Kobranın iyi para ettiğini gören halk, çiftlikler kurarak kobra üretmeye, yetiştirip İngilizler'e satmaya başlarlar. Çiftliklerde yetiştirilen binlerce kobra, yönetime "Yakaladık" diyerek satılır.

İngiliz Hükümeti bu durumu geç fark eder. Fark edinceye kadar da milyonlarca yılan üretilmiş olur.

Hintlilerin kendilerini söğüşlediğini anlayan İngilizler, uygulamayı kaldırır. Yetiştirdikleri kobraların artık para etmediğini gören Hintliler çiftliklerdeki yılanları salıverirler. Bir kaç günde sokaklar eskiye oranla kat be kat fazla zehirli kobrayla dolar. Kobra nüfusu ciddi sayıda artmış ve ilk duruma göre çok kötü bir hal almıştır.

Planlananın tam aksine bir sonuç ile karşı karşıya kalındığında bu durumun "Kobra etkisi" tabiri ile izah edilmesi gelenek haline gelir. "Kobra etkisi" tabirinin hikayesi böyledir.

Yüzyıllardır Batılılara temizliğin önemini anlatmaya çalışıyoruz. Anlamadılar. Ama Korona öğretti.

Korona'ya karşı yapılması istenenleri tarif ederlerken sanki "abdest almayı” tarif ediyorlar.

Dünya, gelecekte salgın hastalıklardan kurtulabilmek için İslam'ın uygulamalarını esas alacak.

Bunu gören düşünür Bernard Shaw bu gerçeği şöyle ifade ediyor: "Bir gün gelecek doktorlar hastalarına iyileşmeleri için reçetelerine Müslümanların kıldığı namaz ve tuttuğu orucu yazacak.”

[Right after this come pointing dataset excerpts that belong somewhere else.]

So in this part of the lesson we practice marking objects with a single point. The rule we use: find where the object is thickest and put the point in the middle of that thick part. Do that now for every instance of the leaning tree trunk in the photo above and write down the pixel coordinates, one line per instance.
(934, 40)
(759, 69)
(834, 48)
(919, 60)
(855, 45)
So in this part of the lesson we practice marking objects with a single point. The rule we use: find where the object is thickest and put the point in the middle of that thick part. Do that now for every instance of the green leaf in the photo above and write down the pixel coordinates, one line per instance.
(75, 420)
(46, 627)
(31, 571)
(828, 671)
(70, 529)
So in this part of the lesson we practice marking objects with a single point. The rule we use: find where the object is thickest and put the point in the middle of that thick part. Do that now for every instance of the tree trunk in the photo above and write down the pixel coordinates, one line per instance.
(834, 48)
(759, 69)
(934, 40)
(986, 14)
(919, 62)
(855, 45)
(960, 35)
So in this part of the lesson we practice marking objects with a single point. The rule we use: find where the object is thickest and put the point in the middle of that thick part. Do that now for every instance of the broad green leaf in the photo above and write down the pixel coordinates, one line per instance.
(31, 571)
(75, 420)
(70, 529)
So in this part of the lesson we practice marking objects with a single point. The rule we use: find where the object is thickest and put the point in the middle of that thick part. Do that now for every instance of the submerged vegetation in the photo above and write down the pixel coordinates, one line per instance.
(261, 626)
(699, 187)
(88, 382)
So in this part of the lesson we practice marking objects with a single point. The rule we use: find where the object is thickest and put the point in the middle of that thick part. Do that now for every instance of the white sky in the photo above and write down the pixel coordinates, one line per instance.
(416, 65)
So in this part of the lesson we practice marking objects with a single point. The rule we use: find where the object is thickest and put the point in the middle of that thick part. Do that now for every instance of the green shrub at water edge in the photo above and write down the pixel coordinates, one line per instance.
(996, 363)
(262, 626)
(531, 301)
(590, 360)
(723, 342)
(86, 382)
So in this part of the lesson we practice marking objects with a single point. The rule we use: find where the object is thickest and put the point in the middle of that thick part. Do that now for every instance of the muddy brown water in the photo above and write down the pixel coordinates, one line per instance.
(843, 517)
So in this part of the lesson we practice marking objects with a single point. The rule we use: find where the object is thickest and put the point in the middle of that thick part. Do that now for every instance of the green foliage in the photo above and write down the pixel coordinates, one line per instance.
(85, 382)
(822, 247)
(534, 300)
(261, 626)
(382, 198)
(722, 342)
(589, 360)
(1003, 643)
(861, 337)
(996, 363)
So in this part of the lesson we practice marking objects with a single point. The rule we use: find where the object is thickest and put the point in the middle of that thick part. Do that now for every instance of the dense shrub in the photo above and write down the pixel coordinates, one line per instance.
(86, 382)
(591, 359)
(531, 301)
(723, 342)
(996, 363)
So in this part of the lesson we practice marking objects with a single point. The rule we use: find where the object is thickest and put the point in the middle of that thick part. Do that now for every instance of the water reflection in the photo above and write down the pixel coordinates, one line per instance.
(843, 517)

Endülüs Medeniyetini tarihe gömen, ezan okunmasını yasaklayan ve Gırnata Sarayı'nda dua edilmesine bile tahammül göstermeyen İspanya'da "ezanlar okunmaya” başlıyor.

Almanya'da ve Hollanda'da da belirli camilerde "ezan okunmasına izin veriliyor.”

İtalyan devlet başkanı "İşimiz Tanrı'ya kaldı” diyor. ABD Devlet Başkanının da olduğu bir toplantıda Kur'an okunurken ciddiyetsiz duran eşini "Bak Kur'an okunuyor ciddi ol” dercesine ikaz ediyor.

ABD'de gündemi belirleyen ve attığı manşetlerle dünyayı dizayn eden haftalık "Newsweek” dergisi "Koronavirüs'ten Korunmak İçin Muhammed Önerisi” başlığıyla çıkıyor.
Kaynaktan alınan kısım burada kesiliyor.